Working together for rural health

28 FEBRUARY 2012

Prospective health professionals have seen the value of teamwork in rural and remote Australia in a project led by CSU.

Prospective health professionals have seen the value of teamwork in rural and remote Australia in a project led by Charles Sturt University (CSU).
 
Students aiming to become dietitians, doctors, nurses, occupational therapists, pharmacists, and podiatrists in central and southern NSW last year took part in The Right Start training program, funded by the the Clinical Education and Training Institute (CETI). 
 
The Right Start program was developed and trialled by Charles Sturt University and its partners sought to make health students ready to work in rural and regional environments and retain them in rural areas, while also meeting the needs of local communities,” said program team leader Dr Megan Smith from CSU’s School of Community Health.
 
“The program highlighted the different ways rural health workers need to work in regional areas.”
 
The pilot program, which ran in late 2011 and included staff and final year students from CSU, Western and Murrumbidgee Local health Districts and the University of NSW, consisted of two teams of eight students located around southern and central NSW. CETI funded the program to give new graduates the ‘right start’ to work in the NSW public health system. NSW patients perceived that how well doctors and nurses work together was the most important factor for patient care in NSW public hospitals.
 
Dr Smith said health professionals needed different skills to work in regional areas compared to cities.
 
“When you work in a rural environment, you may be the only professional there in your discipline, so you need to work out what networks you can tap into as you don’t have as many people around you as you do in cities.
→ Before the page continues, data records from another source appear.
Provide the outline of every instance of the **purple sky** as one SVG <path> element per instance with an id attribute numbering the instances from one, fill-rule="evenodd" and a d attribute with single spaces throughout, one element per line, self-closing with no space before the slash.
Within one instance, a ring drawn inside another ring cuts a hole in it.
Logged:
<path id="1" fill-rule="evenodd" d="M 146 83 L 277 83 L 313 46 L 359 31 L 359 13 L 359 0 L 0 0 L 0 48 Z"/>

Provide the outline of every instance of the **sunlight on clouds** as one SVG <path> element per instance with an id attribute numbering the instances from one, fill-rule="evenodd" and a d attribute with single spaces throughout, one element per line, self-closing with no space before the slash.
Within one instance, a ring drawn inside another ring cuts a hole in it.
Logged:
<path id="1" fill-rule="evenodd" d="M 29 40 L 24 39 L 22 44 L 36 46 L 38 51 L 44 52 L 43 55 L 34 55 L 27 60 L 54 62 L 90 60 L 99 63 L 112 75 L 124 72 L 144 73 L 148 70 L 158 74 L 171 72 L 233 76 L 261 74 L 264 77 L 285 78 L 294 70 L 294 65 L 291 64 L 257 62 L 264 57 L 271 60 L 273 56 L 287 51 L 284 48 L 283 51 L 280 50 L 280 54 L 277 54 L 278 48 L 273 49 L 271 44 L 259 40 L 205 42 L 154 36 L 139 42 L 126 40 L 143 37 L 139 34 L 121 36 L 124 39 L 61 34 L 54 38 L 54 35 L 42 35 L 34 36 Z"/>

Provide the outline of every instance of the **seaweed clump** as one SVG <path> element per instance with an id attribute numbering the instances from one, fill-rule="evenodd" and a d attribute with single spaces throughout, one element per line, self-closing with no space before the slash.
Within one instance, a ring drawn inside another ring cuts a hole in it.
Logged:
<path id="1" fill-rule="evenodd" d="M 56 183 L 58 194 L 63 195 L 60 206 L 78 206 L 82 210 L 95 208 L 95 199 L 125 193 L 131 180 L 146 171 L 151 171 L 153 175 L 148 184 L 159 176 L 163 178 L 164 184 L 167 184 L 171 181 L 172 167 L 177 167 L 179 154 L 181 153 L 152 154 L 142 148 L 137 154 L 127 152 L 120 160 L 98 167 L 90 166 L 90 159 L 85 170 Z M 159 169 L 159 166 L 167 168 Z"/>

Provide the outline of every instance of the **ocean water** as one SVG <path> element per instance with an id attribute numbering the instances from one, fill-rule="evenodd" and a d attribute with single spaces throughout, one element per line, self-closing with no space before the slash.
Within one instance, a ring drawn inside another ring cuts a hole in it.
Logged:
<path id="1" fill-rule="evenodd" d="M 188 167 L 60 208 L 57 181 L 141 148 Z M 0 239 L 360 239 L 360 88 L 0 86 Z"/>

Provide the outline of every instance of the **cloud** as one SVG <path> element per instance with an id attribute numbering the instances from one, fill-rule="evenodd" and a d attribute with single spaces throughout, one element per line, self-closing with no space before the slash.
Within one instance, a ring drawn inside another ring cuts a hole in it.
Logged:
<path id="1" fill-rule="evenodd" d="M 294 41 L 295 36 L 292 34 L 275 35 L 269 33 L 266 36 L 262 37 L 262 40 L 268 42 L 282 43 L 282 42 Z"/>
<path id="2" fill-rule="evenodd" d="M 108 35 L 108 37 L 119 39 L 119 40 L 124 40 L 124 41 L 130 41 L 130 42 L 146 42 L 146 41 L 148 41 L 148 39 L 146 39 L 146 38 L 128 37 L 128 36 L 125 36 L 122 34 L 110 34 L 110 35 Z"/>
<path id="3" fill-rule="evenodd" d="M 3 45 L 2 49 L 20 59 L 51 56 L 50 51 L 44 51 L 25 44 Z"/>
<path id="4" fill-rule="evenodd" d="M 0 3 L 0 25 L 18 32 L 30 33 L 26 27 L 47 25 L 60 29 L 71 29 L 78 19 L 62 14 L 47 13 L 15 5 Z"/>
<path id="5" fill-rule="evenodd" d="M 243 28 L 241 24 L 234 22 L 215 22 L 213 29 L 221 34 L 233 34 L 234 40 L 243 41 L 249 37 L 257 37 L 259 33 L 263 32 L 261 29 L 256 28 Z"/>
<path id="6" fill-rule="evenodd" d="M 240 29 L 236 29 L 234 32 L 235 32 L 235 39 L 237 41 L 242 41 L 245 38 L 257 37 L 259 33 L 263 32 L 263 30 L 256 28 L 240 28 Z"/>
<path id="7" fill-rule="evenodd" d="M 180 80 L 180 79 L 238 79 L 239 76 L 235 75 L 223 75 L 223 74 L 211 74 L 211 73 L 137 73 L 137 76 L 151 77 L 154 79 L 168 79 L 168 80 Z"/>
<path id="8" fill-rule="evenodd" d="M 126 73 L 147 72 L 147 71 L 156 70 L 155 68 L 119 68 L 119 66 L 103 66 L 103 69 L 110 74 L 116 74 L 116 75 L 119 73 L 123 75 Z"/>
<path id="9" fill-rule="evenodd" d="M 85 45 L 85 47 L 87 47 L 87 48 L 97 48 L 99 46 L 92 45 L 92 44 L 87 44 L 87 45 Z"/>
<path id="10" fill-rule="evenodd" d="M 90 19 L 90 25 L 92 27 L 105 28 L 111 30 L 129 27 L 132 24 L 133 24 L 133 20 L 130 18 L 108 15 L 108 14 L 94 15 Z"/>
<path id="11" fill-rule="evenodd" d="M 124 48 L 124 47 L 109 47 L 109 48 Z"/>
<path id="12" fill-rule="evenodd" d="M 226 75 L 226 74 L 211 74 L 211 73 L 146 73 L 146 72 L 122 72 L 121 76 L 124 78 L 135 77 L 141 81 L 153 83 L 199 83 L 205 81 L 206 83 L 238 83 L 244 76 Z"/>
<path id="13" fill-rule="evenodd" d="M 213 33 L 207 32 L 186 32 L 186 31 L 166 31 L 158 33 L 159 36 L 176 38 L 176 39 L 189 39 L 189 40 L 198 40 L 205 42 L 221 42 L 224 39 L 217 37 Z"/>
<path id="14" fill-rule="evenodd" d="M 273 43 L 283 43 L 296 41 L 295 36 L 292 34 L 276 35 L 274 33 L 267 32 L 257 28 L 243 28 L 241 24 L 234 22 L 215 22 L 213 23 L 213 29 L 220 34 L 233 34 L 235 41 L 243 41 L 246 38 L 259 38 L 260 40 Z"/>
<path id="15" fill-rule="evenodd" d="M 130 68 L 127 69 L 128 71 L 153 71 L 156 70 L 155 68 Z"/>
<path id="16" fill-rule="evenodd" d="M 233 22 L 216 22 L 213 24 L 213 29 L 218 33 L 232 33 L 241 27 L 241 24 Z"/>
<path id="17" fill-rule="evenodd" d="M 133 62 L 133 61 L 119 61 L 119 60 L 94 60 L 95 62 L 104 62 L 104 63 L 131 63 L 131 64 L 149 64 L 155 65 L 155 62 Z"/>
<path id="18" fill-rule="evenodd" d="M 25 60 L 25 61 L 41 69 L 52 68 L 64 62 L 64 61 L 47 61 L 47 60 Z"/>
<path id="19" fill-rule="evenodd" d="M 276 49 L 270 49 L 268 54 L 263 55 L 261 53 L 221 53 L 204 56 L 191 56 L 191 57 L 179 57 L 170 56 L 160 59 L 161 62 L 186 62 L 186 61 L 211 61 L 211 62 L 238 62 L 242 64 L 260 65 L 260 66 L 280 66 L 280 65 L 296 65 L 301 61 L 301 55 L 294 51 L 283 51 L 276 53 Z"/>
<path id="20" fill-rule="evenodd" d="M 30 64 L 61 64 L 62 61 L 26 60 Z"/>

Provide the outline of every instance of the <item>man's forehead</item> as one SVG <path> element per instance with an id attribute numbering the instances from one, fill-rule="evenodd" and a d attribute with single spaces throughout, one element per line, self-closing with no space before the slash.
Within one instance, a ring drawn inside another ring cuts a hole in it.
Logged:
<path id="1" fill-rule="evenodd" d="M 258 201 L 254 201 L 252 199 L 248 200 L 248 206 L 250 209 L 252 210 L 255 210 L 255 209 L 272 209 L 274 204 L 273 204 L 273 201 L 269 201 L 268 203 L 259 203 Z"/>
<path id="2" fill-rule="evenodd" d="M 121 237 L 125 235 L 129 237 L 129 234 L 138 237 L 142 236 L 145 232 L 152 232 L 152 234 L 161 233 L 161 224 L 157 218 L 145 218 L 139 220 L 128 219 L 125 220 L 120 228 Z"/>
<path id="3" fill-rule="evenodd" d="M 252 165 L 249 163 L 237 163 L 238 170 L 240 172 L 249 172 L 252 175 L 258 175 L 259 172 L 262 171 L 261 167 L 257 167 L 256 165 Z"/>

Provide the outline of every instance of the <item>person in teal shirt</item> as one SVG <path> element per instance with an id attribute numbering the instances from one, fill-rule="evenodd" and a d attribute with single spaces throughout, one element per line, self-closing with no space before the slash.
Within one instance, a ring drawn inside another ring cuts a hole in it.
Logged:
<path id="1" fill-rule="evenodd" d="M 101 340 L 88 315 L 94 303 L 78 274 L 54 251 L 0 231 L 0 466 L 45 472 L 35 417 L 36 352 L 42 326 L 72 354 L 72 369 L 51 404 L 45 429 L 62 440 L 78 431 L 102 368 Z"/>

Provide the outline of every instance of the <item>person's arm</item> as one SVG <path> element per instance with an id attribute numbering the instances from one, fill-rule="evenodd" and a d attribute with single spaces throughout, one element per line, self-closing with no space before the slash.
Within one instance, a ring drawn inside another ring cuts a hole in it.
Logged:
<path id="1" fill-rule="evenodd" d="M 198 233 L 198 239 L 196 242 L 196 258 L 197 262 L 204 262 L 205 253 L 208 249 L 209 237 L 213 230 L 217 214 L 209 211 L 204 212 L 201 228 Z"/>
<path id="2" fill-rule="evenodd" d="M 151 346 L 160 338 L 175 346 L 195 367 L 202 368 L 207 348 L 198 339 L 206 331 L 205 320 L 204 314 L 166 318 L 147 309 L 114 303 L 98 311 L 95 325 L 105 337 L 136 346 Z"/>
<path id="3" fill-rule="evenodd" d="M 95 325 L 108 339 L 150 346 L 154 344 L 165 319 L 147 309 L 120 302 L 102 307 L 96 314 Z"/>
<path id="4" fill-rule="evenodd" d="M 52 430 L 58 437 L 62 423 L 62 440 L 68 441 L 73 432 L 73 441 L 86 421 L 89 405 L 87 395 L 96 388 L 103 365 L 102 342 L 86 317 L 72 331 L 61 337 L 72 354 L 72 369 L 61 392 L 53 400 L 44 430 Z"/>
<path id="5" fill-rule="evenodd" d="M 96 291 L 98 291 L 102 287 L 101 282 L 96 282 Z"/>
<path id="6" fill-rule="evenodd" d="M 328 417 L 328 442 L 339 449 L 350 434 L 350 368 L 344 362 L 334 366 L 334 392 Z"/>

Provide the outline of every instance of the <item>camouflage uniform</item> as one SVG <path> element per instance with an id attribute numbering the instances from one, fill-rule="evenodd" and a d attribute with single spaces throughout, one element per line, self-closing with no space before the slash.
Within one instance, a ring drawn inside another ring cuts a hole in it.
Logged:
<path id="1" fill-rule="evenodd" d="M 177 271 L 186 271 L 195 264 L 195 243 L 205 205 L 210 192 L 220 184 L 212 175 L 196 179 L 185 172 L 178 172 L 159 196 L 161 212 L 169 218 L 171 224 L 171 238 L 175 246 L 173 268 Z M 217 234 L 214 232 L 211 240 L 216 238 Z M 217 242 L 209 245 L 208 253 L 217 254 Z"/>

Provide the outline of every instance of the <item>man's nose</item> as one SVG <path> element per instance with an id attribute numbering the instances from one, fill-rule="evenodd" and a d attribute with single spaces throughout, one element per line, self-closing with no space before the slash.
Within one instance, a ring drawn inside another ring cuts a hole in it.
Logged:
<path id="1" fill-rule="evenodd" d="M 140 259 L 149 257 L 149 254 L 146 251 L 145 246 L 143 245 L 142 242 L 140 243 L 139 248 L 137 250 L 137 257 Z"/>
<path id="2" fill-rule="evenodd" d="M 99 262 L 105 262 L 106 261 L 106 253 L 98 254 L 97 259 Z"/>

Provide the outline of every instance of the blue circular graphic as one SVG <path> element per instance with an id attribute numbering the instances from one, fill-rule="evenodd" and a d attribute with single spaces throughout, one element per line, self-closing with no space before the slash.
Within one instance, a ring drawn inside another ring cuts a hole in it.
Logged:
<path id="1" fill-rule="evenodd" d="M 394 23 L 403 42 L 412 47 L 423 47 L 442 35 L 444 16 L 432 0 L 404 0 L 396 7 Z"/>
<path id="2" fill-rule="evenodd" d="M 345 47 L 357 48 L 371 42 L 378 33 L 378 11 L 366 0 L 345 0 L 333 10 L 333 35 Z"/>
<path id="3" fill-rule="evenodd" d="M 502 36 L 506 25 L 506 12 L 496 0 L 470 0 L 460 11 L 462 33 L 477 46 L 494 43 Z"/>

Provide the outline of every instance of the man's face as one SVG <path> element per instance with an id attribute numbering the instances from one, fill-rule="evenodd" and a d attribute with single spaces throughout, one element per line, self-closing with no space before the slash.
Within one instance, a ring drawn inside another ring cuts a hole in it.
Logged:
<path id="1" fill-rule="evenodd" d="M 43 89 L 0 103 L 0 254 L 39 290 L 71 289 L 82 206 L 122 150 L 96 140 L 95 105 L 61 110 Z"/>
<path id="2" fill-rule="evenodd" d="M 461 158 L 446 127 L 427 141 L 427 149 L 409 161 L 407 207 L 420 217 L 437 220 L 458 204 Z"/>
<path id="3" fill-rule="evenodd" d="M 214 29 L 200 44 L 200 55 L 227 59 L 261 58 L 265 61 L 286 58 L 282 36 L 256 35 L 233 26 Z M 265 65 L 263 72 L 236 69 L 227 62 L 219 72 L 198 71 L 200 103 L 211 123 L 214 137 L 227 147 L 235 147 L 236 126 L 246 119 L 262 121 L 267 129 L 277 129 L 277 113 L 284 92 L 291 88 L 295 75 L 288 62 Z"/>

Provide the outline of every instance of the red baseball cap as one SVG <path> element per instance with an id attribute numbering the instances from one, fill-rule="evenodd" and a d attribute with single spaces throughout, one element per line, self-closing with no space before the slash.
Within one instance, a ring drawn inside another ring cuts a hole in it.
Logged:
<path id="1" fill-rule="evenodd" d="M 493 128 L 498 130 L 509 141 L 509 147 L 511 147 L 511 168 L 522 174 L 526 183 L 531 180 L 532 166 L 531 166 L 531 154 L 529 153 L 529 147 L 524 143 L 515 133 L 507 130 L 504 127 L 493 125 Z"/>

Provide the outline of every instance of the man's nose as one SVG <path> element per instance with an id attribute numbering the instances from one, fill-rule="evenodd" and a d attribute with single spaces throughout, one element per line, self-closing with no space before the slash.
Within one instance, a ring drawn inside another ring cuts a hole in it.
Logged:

You need to work out how to do that.
 
“You also live with the people you treat and work with, so you are surrounded by your work. The people you play football with, you see them in the supermarket, and you have to work out how you are going to manage those things and have a life outside of work.
 
“You don’t necessarily learn this at university, so this program is an important step into transitioning into rural practice.”
 
Research on the project will continue in the first half of 2012 to assess the effectiveness of the program.